Essential insights from Hacker News discussions

LLMs pose an interesting problem for DSL designers

Here's a breakdown of the key themes from the Hacker News discussion:

Doubts About DSLs and the Rise of LLMs

A dominant theme is the re-evaluation of Domain-Specific Languages (DSLs) in light of the capabilities and limitations of Large Language Models (LLMs). Many participants express growing skepticism about DSLs.

  • "DSLs look like noise to everyone else, including Gemini and Claude." (ajross)
  • "Now that we're in the era of LLMs and Coding Agents it's never been more clear that DSLs should be avoided; because LLMs cannot reason about them as well as popular languages, and that's just a fact." (quantadev)
  • "Once you need to stop what you're doing and figure out your ninth or eleventh oddball syntax, you realize that (as per the article) Everything is Easier in Python." (ajross)
  • "I guess if you love writing DSLs this is an unfortunate development, but for me it's more of a glass half full: I can have the AI spit out boilerplate I need to solve a problem instead of spending a week building a one-off DSL compiler." (jbellis)

LLMs and Stifled Innovation

Some argue that LLMs are not only challenging the relevance of DSLs but also potentially stifling innovation in programming languages and frameworks.

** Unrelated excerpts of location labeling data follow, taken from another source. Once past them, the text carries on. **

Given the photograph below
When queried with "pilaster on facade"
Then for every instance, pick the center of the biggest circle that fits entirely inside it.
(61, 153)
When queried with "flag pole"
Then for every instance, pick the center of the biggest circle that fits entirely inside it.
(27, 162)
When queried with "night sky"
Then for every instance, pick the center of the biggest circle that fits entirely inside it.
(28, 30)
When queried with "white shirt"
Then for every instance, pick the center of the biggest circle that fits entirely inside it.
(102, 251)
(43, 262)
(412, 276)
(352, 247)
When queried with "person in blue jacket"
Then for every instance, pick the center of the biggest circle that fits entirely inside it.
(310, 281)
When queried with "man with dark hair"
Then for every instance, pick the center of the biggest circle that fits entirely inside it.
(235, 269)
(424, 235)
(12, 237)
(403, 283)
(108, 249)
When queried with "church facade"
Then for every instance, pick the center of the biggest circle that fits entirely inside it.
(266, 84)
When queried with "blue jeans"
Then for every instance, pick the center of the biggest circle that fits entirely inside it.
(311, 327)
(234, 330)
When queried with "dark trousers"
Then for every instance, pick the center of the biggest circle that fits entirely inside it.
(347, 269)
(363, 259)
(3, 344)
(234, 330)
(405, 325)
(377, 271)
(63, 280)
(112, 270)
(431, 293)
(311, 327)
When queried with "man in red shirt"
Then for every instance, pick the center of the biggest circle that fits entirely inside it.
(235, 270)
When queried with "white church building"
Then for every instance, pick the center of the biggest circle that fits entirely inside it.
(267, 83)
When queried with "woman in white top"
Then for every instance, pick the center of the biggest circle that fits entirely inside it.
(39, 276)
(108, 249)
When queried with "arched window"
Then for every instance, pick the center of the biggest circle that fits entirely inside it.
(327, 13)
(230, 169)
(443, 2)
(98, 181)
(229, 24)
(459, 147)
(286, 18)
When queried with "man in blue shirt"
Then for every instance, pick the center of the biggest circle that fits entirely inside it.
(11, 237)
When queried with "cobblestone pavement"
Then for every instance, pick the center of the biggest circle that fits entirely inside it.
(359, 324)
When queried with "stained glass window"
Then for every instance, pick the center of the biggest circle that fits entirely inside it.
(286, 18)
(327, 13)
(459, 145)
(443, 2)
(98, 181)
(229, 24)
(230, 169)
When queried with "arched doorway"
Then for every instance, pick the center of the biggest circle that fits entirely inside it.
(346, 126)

  • "To be honest I don't think this is necessarily a bad thing, but it does mean that there is a stifling effect on fresh new DSL's and frameworks. It isn't an unsolvable problem... However, there will always be a strong force in LLM's pushing users towards the runtimes and frameworks that have the most training data in the LLM." (NathanKP)
  • "Yep, I hadn't considered how LLMs would affect frameworks in existing languages, but it makes sense that there's a very similar effect of reinforcing the incumbents and stifling innovation." (gopiandcode)

DSL Design and LLM Comprehension

Several comments discuss what makes a DSL more or less amenable to LLM understanding and generation. Semantic richness and token design are highlighted.

  • "Two extremes as examples: Regex is a DSL that is not written in tokens that have inherent semantic meaning. LLM's can only understand Regex by virtue of the fact that it has been around for a long time and there are millions of examples for the LLM to work from. And even then LLM's still struggle with reading and writing Regex. Tailwind is an example of a DSL is that is very semantically rich. When an LLM sees: class="text-3xl font-bold underline" it pretty much knows what that means out of the box, just like a human does." (NathanKP)
  • "Basically, a fresh new DSL can succeed much faster if it is closer to Tailwind than it is to Regex." (NathanKP)
  • "...more concise, equals less tokens, equals faster coding agents and faster responses from prompts. But too much conciseness (in the manner of Regex), leads to semantically confusing syntax, and then LLM's struggle." (NathanKP)
  • "Embedded DSLs have their own challenge, since the LLM can easily move out of the DSL into the host language in ways that aren’t valid for the eDSL." (seanmcdirmid)

Defending DSLs

Despite the prevalent skepticism related to LLMs, some users defend DSLs, pointing out specific advantages and use cases.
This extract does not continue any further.